W odpowiedzi uśmiecham się tylko i staram się przygotować na to, co zaraz nastąpi. Wybuch euforii, krzyki, piski. Spotkanie z fanami w Westfield, by pokazać, że wracamy do gry. Że Zayn wraca do gry. Dwa długie stoły zakryte długim obrusem, ustawione są na specjalnym podeście w galerii fotografii Getty Images. Pomieszczenie jest jeszcze puste, wchodzimy tam tylnymi drzwiami i widzimy rzędy ustawionych krzeseł, które za kilka minut zostaną zajęte przez kilku dziennikarzy i szczęśliwe fanki wybrane specjalnie na to spotkanie.
- Czy mogę... – Zayn odchrząkuje, gdy wjeżdża po rampie na podest. – Czy moglibyście zdjąć te obrusy?
Jego prośba zaskakuje tych kilku ludzi, którzy szykowali pomieszczenie. Widzę, jak wymieniają spojrzenia, aż w końcu jeden mężczyzna, ze słuchawką w uchu i śmiesznie zawiniętymi czarnymi wąsami się odzywa.
- Przepraszam, panie Malik, ale te obrusy mają zasłaniać... – urywa kulawo, nie wiedząc, jak zakończyć to zdanie.
Zayn uśmiecha się lekko, wyrozumiale, gdy kręci z rozbawieniem głową.
- Wiem, co mają zakrywać – mówi. – Ale ja się tego nie wstydzę.
Nikt nie odważa się sprzeciwić jego stanowczemu głosu; pospiesznie ściągają białe obrusy i układają mikrofony na stołach, a kiedy zajmujemy miejsce, podają nam także butelki wody mineralnej. Siedzę między Zaynem a Liamem i zanim pomieszczenie wypełniają podekscytowane głosy nastolatek, sięgam pod stołem i odszukuję jego dłoń, którą ściskam mocno. Moje serce uderza mocno w piersi i jestem niemal pewien, że się rumienię, gdy Zayn odwraca głowę i uśmiecha się do mnie.
- Jestem dumny – mówię bezgłośnie.

-x-

Kiedy wracamy do domu po próbie, jesteśmy już sami. Widzę, jak powieki Zayna opadają co chwilę, gdy usilnie próbuje pozostać przytomnym. Przesuwam się na siedzeniu, pozwalając, by oparł głowę o moje ramię; mruczy coś w odpowiedzi, obejmując mnie jedną ręką w pasie, tuląc się do mojej klatki piersiowej. Jestem świadom tego, że musi słyszeć mocne bicie mojego serca. Ostrożnie obejmuję go, przyciągając bliżej do siebie i opieram głowę o siedzenie.

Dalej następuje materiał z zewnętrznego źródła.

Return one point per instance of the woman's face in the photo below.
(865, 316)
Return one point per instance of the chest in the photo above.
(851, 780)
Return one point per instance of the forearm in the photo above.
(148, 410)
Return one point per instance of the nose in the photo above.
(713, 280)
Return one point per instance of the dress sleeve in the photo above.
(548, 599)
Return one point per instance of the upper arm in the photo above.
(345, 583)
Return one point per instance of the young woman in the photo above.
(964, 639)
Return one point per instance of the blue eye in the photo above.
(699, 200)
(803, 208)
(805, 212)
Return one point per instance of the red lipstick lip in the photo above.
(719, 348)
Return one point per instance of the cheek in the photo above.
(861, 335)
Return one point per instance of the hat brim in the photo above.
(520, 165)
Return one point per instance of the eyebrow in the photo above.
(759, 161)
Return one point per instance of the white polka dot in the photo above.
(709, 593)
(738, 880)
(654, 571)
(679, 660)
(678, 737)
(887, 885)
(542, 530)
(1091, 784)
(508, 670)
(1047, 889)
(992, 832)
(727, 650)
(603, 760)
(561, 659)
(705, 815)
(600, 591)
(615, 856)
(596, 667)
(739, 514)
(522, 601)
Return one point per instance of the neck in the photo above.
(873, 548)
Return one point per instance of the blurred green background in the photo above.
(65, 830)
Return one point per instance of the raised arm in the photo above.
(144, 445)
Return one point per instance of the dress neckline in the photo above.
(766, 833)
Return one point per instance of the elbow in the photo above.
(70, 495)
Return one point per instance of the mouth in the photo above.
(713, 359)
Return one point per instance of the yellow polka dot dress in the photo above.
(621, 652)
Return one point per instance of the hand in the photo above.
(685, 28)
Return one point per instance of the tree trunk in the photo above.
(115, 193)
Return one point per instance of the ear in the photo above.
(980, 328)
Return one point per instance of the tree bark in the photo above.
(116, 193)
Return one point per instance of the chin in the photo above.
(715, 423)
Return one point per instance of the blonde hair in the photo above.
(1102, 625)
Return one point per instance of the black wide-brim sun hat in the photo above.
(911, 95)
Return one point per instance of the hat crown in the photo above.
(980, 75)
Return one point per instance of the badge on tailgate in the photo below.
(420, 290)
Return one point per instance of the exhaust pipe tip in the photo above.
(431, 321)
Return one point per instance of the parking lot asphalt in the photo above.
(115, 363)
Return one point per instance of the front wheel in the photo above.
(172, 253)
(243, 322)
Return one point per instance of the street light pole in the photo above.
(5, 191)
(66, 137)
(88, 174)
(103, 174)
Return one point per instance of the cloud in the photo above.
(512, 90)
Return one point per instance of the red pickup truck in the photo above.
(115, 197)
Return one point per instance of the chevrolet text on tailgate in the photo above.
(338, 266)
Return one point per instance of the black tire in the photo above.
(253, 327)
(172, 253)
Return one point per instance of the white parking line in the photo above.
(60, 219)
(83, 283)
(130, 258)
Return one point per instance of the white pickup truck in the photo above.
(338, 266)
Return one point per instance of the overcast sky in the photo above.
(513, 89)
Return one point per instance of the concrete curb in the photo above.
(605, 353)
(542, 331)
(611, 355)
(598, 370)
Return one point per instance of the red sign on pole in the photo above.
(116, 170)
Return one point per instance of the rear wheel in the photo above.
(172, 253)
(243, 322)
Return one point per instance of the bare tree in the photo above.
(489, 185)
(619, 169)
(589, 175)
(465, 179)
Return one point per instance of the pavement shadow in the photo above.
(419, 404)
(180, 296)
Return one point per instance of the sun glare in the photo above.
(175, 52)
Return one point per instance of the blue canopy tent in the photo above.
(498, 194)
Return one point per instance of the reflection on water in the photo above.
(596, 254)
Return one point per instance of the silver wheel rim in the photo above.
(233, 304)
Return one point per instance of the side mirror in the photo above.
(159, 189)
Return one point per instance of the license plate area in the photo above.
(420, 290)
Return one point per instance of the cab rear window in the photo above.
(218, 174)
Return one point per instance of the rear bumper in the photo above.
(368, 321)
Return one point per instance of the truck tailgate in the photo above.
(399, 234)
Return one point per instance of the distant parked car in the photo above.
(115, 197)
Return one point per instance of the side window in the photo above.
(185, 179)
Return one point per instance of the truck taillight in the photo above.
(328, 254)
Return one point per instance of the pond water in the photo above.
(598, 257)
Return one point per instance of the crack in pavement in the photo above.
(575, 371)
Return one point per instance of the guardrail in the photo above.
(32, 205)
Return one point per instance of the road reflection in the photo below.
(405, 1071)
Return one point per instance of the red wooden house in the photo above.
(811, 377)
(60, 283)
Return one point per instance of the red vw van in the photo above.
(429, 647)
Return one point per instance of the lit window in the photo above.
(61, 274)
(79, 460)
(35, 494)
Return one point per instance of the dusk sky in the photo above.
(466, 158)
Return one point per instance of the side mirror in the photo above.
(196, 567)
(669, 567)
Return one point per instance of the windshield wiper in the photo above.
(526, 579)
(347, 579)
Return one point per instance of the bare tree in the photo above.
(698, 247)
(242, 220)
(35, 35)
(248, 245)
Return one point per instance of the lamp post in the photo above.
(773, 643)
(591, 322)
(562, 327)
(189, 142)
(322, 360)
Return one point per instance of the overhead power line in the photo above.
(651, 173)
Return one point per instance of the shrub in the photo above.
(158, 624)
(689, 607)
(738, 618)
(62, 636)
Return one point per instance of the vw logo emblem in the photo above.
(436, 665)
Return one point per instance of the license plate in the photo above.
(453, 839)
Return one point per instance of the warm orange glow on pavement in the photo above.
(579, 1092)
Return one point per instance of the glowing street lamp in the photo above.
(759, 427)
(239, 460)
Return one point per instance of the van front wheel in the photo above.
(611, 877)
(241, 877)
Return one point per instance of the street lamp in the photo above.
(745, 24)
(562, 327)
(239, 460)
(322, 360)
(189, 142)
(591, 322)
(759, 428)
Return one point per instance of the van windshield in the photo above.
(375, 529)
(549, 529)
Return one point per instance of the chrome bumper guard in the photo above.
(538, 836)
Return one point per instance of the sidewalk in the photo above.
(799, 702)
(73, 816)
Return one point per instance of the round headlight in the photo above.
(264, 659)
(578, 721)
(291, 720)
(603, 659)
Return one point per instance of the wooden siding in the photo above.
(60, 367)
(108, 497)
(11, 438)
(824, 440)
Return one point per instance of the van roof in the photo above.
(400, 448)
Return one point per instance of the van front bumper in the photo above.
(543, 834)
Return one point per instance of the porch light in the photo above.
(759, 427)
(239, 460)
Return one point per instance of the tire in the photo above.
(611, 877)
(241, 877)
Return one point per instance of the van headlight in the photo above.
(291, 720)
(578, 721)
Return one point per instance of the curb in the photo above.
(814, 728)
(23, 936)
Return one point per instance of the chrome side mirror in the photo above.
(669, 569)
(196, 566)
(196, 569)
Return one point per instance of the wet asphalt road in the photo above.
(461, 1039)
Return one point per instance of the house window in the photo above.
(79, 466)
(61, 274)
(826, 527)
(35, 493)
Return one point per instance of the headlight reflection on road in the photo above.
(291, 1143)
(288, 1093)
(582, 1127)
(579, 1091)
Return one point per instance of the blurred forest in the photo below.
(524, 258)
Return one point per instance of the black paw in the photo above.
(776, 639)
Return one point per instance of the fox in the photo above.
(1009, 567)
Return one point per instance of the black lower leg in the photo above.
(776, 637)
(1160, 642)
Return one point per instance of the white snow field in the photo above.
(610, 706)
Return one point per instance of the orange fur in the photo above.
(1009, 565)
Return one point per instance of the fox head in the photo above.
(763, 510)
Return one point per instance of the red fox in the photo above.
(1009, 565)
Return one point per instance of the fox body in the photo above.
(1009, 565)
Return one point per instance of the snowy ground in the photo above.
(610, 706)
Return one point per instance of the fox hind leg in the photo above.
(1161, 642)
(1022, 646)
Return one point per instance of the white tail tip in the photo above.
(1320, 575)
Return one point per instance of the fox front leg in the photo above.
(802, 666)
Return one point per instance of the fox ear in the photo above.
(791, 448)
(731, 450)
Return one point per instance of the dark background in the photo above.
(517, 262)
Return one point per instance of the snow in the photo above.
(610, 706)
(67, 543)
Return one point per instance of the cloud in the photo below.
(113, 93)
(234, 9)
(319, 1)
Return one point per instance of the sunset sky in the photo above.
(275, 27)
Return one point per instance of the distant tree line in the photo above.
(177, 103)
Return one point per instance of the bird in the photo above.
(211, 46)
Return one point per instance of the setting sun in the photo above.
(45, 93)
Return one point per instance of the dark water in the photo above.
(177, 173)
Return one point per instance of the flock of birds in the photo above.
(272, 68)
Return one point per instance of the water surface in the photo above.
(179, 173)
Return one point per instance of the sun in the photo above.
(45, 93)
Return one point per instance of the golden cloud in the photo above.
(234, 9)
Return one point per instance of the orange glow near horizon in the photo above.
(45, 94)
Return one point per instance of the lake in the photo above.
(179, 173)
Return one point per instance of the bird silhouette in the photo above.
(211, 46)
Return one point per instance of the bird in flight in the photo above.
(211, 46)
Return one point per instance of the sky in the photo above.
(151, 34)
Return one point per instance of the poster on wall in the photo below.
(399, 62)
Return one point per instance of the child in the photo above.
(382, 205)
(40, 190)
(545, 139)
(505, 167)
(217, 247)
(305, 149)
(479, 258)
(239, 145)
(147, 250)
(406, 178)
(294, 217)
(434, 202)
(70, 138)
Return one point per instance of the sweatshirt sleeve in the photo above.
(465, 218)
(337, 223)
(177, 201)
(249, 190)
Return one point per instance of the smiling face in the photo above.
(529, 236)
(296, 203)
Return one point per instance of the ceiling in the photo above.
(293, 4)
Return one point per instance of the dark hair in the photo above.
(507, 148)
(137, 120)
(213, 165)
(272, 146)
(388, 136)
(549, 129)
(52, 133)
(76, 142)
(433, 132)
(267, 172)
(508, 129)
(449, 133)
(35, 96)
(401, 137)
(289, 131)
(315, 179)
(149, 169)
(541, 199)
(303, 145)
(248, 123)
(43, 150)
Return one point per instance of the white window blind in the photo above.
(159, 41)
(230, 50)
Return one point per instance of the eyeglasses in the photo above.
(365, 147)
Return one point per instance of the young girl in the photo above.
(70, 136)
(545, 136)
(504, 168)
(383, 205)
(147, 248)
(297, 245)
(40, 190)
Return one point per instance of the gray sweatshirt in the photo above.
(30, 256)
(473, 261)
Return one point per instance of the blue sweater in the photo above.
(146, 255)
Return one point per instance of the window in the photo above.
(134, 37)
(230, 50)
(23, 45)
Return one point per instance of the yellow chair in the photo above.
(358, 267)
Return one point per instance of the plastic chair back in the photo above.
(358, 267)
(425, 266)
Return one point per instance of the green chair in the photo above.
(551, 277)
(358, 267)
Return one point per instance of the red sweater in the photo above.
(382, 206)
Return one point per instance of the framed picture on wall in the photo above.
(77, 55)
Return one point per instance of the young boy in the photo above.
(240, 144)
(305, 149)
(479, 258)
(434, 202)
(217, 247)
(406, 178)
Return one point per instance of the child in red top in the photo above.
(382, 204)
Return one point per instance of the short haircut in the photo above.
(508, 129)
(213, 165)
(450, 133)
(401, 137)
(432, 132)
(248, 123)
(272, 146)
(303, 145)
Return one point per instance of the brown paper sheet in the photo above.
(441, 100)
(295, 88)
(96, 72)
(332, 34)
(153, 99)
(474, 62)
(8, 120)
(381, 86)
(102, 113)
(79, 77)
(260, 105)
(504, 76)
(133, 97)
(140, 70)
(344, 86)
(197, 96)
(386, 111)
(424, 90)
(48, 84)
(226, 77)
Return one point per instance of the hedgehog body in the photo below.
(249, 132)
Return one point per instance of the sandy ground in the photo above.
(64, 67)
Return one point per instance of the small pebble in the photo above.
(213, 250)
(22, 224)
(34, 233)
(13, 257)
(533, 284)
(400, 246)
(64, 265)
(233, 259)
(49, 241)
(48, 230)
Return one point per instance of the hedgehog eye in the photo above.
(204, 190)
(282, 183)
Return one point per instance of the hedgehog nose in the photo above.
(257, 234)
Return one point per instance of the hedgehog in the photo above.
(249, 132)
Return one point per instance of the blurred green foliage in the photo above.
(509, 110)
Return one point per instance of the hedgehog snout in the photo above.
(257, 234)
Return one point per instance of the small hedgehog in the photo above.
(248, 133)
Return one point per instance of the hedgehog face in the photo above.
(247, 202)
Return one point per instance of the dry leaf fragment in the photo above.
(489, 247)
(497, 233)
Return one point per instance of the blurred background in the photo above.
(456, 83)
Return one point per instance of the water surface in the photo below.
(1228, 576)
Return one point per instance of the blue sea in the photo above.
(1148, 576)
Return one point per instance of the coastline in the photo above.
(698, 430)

Na zewnątrz jest ciemno, Dylan pogwizduje cicho za kierownicą, a ja spoglądam w dół, na spokojną twarz Zayna. Na długie, zakręcone rzęsy rzucające miękkie cienie na zarumienione policzki. Na czarne włosy opadające na czoło, na nieco ściągnięte brwi i rozchylone usta, z których co kilka sekund ulatuje ciepły oddech, wnikający w moją koszulkę. Palcami ostrożnie masuję jego plecy, zataczając kółka i kreśląc abstrakcyjne wzory, podczas gdy wpatruję się w jego wargi, zastanawiając się, czy są tak miękkie, jak wydają się być. Zayn porusza się, układając się wygodniej, a ja momentalnie odwracam wzrok, wyglądając przez okno. Widzę swoje niewyraźne odbicie w pomoczonej szybie. Jestem taki popieprzony.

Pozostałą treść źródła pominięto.